Sin in my head....
Released August 1981
"Post Punk" was, by 1981, pretty credible. Joy Division, Ultravox!, Simple Minds, Echo & The Bunnymen, U2, Doll By Doll, Magazine, Orchestral Manoeuvres In The Dark, New Order and Gang Of Four were just some leading the way in guitar-driven earnestly morose, bleak, "industrial" music. Another who should be added to that list, particularly with the release of this seminal album of grungy, piercing, searing guitars, tribal drums, haughty, arch vocals and swirling keyboards is Siouxsie & The Banshees. This was when they completely threw off their "punk" chains and became "gothic" post-punkers.
From being "the high priestess of punk", Siouxsie Sioux now became the first "goddess of goth" as a new genre/sub-culture was born. Guitarist John McGeoch had previously been at the vanguard of post punk with Joy Division and Magazine. He, along with drummer Budgie's rhythmic contributions produced a veritable dismal wall of sound. The rumbling bass sound is excellent throughout the album too.
2. Into The Light
3. Arabian Nights
6. Night Shift
7. Sin In My Head
8. Head Cut
9. Voodoo Lounge
Sioux's vocals and lyrics are arty, depressing, creepy and disturbing at times, especially on tracks like the unnerving Head Cut, Voodoo Dolly and Halloween.
Spellbound is a cascading, bristling but brooding opener, and Arabian Nights is marvellously atmospheric.
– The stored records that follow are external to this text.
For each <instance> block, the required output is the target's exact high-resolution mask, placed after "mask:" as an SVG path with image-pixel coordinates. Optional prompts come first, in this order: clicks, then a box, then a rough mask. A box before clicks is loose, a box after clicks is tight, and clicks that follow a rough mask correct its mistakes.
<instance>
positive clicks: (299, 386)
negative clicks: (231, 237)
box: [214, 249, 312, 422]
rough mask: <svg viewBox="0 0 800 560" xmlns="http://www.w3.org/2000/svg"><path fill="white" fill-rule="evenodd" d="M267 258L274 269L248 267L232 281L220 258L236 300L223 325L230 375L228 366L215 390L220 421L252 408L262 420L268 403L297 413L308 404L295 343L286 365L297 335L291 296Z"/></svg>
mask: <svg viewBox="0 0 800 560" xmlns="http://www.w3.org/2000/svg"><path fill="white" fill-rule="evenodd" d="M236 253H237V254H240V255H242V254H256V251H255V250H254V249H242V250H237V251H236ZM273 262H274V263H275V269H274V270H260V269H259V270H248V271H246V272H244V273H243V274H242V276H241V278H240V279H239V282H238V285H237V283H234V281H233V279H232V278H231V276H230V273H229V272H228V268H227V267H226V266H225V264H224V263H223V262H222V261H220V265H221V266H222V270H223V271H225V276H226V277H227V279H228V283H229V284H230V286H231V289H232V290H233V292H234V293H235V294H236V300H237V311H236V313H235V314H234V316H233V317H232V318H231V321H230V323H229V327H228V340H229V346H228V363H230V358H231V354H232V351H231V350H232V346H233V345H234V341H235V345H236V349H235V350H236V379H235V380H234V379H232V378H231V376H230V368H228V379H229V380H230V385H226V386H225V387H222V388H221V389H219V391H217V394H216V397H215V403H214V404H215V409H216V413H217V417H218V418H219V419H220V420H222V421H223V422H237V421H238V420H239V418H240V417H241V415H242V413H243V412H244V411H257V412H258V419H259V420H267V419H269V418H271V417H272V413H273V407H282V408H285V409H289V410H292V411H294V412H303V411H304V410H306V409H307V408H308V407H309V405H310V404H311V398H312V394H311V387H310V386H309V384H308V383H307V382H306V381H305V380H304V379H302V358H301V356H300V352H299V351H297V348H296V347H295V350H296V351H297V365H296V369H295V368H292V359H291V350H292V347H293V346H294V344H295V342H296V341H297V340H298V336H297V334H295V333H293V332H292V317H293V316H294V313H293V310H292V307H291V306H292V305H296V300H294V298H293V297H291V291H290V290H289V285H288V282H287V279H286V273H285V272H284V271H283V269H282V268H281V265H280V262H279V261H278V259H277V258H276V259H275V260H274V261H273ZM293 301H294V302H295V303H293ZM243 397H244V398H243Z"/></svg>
It has a tuneful chorus, but elsewhere in it are various weird noises and paranoia acted out aurally. There are all sorts of claustrophobic undertones to the whole album.
Into The Light brings brief relief, but basically this is not an uplifting album. It is a dense, intense, dark creation to be listened to on dark winter days. Just check out the sombre, fuzzy tones of Night Shift or the staccato rhythms of Monitor. It has been hugely influential in subsequent years, it has to be said. It was genuinely trail-blazing.